In a moment, I’m going to ask you to do something strange. Something weird and uncomfortable. I’m going to ask you to allow another person to wash your feet and then wash someone else’s feet. That squeamishness you might be feeling when you think about doing that? That squeamishness is part of the point. Lean into it. It’s what the disciples were feeling. It was awkward and confusing to have their teacher serve them in such a bodily way. Their discomfort is just as much a part of the story for us to experience as their confusion at Judas’ betrayal in the garden or their sorrow at the foot of the cross. 

Now if washing someone’s feet, or having your feet washed, is a step too far for you, if your toes are already curling up in your feet in embarrassment and protest, if you’ve never done this before and you don’t know if you are ready, we have a hand washing station, too. If your choice is between feet or staying in your seat, I invite you to come forward to wash someone’s hands, and to have someone else wash yours. We offer this option tonight as well because this practice is not just about doing something out of our comfort zone - it's also about service. It's about caring for each other's bodies with our bodies.

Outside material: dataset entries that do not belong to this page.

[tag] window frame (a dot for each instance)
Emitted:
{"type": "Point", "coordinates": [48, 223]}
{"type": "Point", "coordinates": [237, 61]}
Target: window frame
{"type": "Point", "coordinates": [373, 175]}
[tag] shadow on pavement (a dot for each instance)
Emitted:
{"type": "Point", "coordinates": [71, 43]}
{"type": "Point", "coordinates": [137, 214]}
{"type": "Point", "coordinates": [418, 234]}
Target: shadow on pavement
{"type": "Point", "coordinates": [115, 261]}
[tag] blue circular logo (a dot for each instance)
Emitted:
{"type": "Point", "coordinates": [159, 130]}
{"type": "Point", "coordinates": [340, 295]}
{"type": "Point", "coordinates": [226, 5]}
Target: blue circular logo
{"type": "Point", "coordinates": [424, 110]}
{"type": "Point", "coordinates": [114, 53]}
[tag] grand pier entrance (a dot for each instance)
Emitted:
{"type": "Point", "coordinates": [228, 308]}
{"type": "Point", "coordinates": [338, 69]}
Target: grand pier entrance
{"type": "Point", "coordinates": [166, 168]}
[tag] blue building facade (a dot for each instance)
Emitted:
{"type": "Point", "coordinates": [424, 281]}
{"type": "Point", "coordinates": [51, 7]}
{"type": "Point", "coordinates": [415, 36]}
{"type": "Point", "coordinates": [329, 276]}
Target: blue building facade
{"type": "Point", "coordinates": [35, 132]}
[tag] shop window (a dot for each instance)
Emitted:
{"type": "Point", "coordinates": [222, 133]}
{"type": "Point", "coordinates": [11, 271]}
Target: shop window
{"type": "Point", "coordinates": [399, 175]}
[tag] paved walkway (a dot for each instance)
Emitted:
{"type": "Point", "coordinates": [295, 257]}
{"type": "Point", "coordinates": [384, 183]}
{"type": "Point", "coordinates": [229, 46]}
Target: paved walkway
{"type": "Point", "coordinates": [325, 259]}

At Jesus’ last supper before his death, he commanded his friends to love one another. And he showed them what that love meant with his hands, in the most human way he could - by caring for their bodies. He washed their dirty, sore feet. He fed them. We are to do the same. Tonight, and every day. We are to see the needs of the people around us - people we know and people we don’t - and we are to care for them with all that we have. We, too, know what feels like to be tired and dirty, we know what it is to be hungry. 

You have to be paying attention at an odd part of the mass to see it but part of the priestly preparation at the altar is a little hand-washing ritual. The altar server ceremoniously washes the priest’s hands with a cruet and silver basin, while the priest prays quietly. That’s the tradition at least. A dear mentor priest taught me her own twist. She turns around and washes the hands of each other at the altar - the server, the deacon, any assistants. So now I do it, too, so that every Sunday as an echo of this night. I do it as a reminder of Jesus’ commandment to allow ourselves to be served and then turn and serve one another every chance we get. 

I hope you’ll take this chance tonight. I hope the physical act of washing and being washed whether hands or feet reminds you that God's love for us goes beyond the superficial, the intellectual, beyond images and words. It is a love carried out through hands and bodies. Jesus' and ours.